The 20-game number is arbitrary and indeed inequitable. The Wolf Pack played only a 24-game schedule a year ago while one AHL team played 44 games, one played 40, two played 39 and another seven clubs played 35 games or more. So Cuylle, who played 75 percent of his team’s games while missing four games in March and two in April, is ineligible, while a similarly aged player who might have played only half of his AHL club’s games, would be eligible to return to the AHL.
Mind you, it is probably in Cuylle’s and the Rangers’ long-term best interests for him to get in a full year with Windsor, perhaps to earn a spot on Canada’s World Junior team and to dominate as much as possible. But it would have been beneficial if general manager Chris Drury would have held the option to place Cuylle in Hartford. His development path would have remained under organizational control and he would have been eligible for a midseason recall if it were merited.
There is this caveat, too. For whatever reason, GMs had to declare their intent on AHL-eligible teenagers over the summer. At that point, the call to send Cuylle to Windsor would have been a slam dunk. Though academic, it is not clear at all what Drury’s decision would be at this point if the NHL hadn’t hamstrung its own GMs out of misguided deference to Canada’s junior hockey industry.
Cuylle, of course, is thinking bigger. His eyes are trained on Broadway. Why not?
“I’m definitely a young guy, I’m only 19, but I think that year in the AHL really fast-forwarded my development,” said the 6-foot-3, 203-pounder. “Whether I achieve that goal [of making the Rangers] or not, it’s a good goal to have because any time you come to a camp you should definitely try to make the team.
“I don’t think it’s good to just sort of float through it and go through the motions. When you have that goal, it sort of sets your mind on the target and really helps you with the day-to-day execution and motivation.”
Cuylle said he amped up his offseason training regimen by skating with NHL players near his home in Toronto and added he learned more about what it means to be a pro on and off the ice. Barring an unexpected development, the winger is expected to play in an early exhibition game, perhaps as soon as Sunday’s opener at the Garden against the Islanders.
“I think I need to show myself that I’m able to compete with NHL guys in main camp. I think that’s the most important thing,” said the sniper with the sandpaper edge. “Obviously it starts in practice, competing, being able to win battles and keeping up with the speed.
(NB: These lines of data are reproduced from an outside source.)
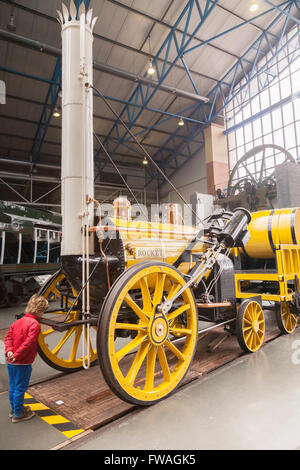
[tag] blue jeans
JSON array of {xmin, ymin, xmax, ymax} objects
[{"xmin": 7, "ymin": 364, "xmax": 32, "ymax": 418}]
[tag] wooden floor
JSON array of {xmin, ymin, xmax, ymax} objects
[{"xmin": 27, "ymin": 312, "xmax": 282, "ymax": 431}]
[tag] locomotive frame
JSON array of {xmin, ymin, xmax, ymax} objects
[{"xmin": 35, "ymin": 205, "xmax": 300, "ymax": 406}]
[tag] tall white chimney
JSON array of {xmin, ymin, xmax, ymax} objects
[{"xmin": 57, "ymin": 1, "xmax": 97, "ymax": 256}]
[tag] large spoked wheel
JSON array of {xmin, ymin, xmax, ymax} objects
[
  {"xmin": 38, "ymin": 271, "xmax": 98, "ymax": 372},
  {"xmin": 236, "ymin": 299, "xmax": 265, "ymax": 353},
  {"xmin": 276, "ymin": 301, "xmax": 297, "ymax": 334},
  {"xmin": 98, "ymin": 261, "xmax": 198, "ymax": 406}
]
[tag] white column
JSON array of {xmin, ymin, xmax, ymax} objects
[{"xmin": 58, "ymin": 1, "xmax": 97, "ymax": 256}]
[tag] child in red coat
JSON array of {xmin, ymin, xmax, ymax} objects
[{"xmin": 5, "ymin": 294, "xmax": 48, "ymax": 422}]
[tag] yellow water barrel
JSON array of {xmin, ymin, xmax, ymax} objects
[{"xmin": 244, "ymin": 208, "xmax": 300, "ymax": 259}]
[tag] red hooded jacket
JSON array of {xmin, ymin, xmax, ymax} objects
[{"xmin": 4, "ymin": 313, "xmax": 41, "ymax": 364}]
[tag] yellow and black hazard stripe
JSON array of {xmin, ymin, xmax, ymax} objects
[{"xmin": 24, "ymin": 393, "xmax": 84, "ymax": 439}]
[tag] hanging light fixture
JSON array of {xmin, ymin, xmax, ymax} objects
[
  {"xmin": 249, "ymin": 0, "xmax": 259, "ymax": 12},
  {"xmin": 142, "ymin": 156, "xmax": 148, "ymax": 165},
  {"xmin": 147, "ymin": 35, "xmax": 155, "ymax": 76},
  {"xmin": 147, "ymin": 59, "xmax": 155, "ymax": 76},
  {"xmin": 7, "ymin": 6, "xmax": 16, "ymax": 32},
  {"xmin": 178, "ymin": 117, "xmax": 185, "ymax": 127},
  {"xmin": 53, "ymin": 107, "xmax": 61, "ymax": 118}
]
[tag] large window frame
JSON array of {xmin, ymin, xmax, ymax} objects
[{"xmin": 225, "ymin": 25, "xmax": 300, "ymax": 190}]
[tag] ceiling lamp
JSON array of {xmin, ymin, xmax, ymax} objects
[
  {"xmin": 7, "ymin": 7, "xmax": 16, "ymax": 32},
  {"xmin": 142, "ymin": 156, "xmax": 148, "ymax": 165},
  {"xmin": 147, "ymin": 59, "xmax": 155, "ymax": 76},
  {"xmin": 178, "ymin": 117, "xmax": 185, "ymax": 127},
  {"xmin": 147, "ymin": 35, "xmax": 155, "ymax": 76},
  {"xmin": 53, "ymin": 107, "xmax": 61, "ymax": 118},
  {"xmin": 249, "ymin": 0, "xmax": 259, "ymax": 12}
]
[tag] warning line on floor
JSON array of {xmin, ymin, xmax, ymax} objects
[{"xmin": 24, "ymin": 393, "xmax": 85, "ymax": 438}]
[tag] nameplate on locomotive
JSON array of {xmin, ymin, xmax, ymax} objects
[{"xmin": 135, "ymin": 247, "xmax": 164, "ymax": 259}]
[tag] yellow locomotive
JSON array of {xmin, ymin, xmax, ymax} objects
[
  {"xmin": 36, "ymin": 201, "xmax": 300, "ymax": 406},
  {"xmin": 35, "ymin": 3, "xmax": 300, "ymax": 407}
]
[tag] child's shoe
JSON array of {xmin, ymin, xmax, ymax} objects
[{"xmin": 12, "ymin": 406, "xmax": 35, "ymax": 423}]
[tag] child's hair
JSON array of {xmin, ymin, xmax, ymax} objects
[{"xmin": 25, "ymin": 294, "xmax": 48, "ymax": 316}]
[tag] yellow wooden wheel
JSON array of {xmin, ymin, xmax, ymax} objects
[
  {"xmin": 98, "ymin": 261, "xmax": 198, "ymax": 406},
  {"xmin": 236, "ymin": 299, "xmax": 265, "ymax": 353},
  {"xmin": 276, "ymin": 301, "xmax": 297, "ymax": 334},
  {"xmin": 38, "ymin": 271, "xmax": 98, "ymax": 372}
]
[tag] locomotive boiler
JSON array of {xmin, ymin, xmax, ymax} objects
[{"xmin": 35, "ymin": 2, "xmax": 300, "ymax": 406}]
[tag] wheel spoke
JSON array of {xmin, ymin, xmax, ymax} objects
[
  {"xmin": 248, "ymin": 331, "xmax": 255, "ymax": 350},
  {"xmin": 114, "ymin": 333, "xmax": 147, "ymax": 362},
  {"xmin": 124, "ymin": 294, "xmax": 149, "ymax": 324},
  {"xmin": 51, "ymin": 286, "xmax": 63, "ymax": 299},
  {"xmin": 145, "ymin": 345, "xmax": 157, "ymax": 391},
  {"xmin": 126, "ymin": 341, "xmax": 151, "ymax": 385},
  {"xmin": 152, "ymin": 273, "xmax": 166, "ymax": 307},
  {"xmin": 139, "ymin": 277, "xmax": 152, "ymax": 313},
  {"xmin": 243, "ymin": 325, "xmax": 252, "ymax": 332},
  {"xmin": 115, "ymin": 322, "xmax": 147, "ymax": 331},
  {"xmin": 40, "ymin": 327, "xmax": 55, "ymax": 338},
  {"xmin": 157, "ymin": 345, "xmax": 171, "ymax": 382},
  {"xmin": 164, "ymin": 339, "xmax": 186, "ymax": 362},
  {"xmin": 244, "ymin": 309, "xmax": 253, "ymax": 322},
  {"xmin": 52, "ymin": 327, "xmax": 76, "ymax": 355},
  {"xmin": 244, "ymin": 328, "xmax": 252, "ymax": 344},
  {"xmin": 258, "ymin": 150, "xmax": 266, "ymax": 184},
  {"xmin": 69, "ymin": 327, "xmax": 81, "ymax": 361},
  {"xmin": 252, "ymin": 332, "xmax": 258, "ymax": 349},
  {"xmin": 169, "ymin": 327, "xmax": 192, "ymax": 336},
  {"xmin": 166, "ymin": 304, "xmax": 190, "ymax": 322},
  {"xmin": 167, "ymin": 282, "xmax": 182, "ymax": 300},
  {"xmin": 241, "ymin": 162, "xmax": 257, "ymax": 184}
]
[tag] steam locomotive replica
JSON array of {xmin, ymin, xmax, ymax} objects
[
  {"xmin": 32, "ymin": 2, "xmax": 300, "ymax": 407},
  {"xmin": 37, "ymin": 199, "xmax": 300, "ymax": 405}
]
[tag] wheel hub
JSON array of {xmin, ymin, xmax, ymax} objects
[
  {"xmin": 253, "ymin": 320, "xmax": 259, "ymax": 333},
  {"xmin": 155, "ymin": 322, "xmax": 165, "ymax": 337},
  {"xmin": 149, "ymin": 315, "xmax": 169, "ymax": 345}
]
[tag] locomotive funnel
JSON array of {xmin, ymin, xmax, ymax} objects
[{"xmin": 58, "ymin": 1, "xmax": 97, "ymax": 256}]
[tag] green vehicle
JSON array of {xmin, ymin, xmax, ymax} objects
[{"xmin": 0, "ymin": 201, "xmax": 61, "ymax": 306}]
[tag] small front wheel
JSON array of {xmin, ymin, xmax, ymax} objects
[
  {"xmin": 276, "ymin": 301, "xmax": 297, "ymax": 334},
  {"xmin": 236, "ymin": 299, "xmax": 265, "ymax": 353}
]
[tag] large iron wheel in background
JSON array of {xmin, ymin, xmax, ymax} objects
[
  {"xmin": 38, "ymin": 271, "xmax": 98, "ymax": 372},
  {"xmin": 98, "ymin": 261, "xmax": 198, "ymax": 406},
  {"xmin": 227, "ymin": 144, "xmax": 296, "ymax": 196}
]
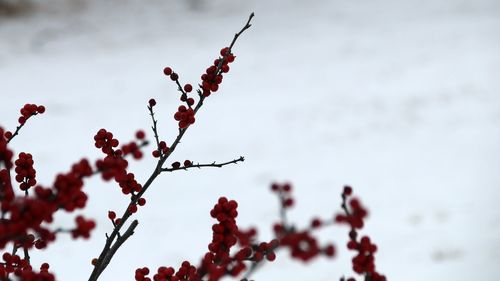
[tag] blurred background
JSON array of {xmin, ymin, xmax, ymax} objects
[{"xmin": 1, "ymin": 0, "xmax": 499, "ymax": 280}]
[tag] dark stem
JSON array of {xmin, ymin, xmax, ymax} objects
[
  {"xmin": 87, "ymin": 13, "xmax": 254, "ymax": 281},
  {"xmin": 161, "ymin": 156, "xmax": 244, "ymax": 172},
  {"xmin": 148, "ymin": 105, "xmax": 162, "ymax": 151},
  {"xmin": 6, "ymin": 124, "xmax": 24, "ymax": 144},
  {"xmin": 278, "ymin": 191, "xmax": 289, "ymax": 230},
  {"xmin": 22, "ymin": 246, "xmax": 30, "ymax": 265},
  {"xmin": 6, "ymin": 113, "xmax": 40, "ymax": 144}
]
Hopefully I’ll show that I cannot just keep up, but be a factor in these upcoming exhibition games.”
Cuylle, who scored 26 goals for Windsor in 2018-19 before recording 22 goals the following year, netted a pair in Saturday’s rookie game against the Flyers. His quick release and accuracy represent his offensive calling card. It’s the rest of his game, on and off the puck, that will be under scrutiny as he competes against bigger, stronger, more experienced men.
“Obviously guys are a lot older and stronger, so it will be a bit different than the prospect games, but I think I’m able to handle myself and compete physically with a bit older guys than me because I feel I did it well at the AHL level,” Cuylle said. “It will be cool to play with other guys who played in the NHL and are NHL regulars.
“I’m obviously very excited. It will be a good challenge.”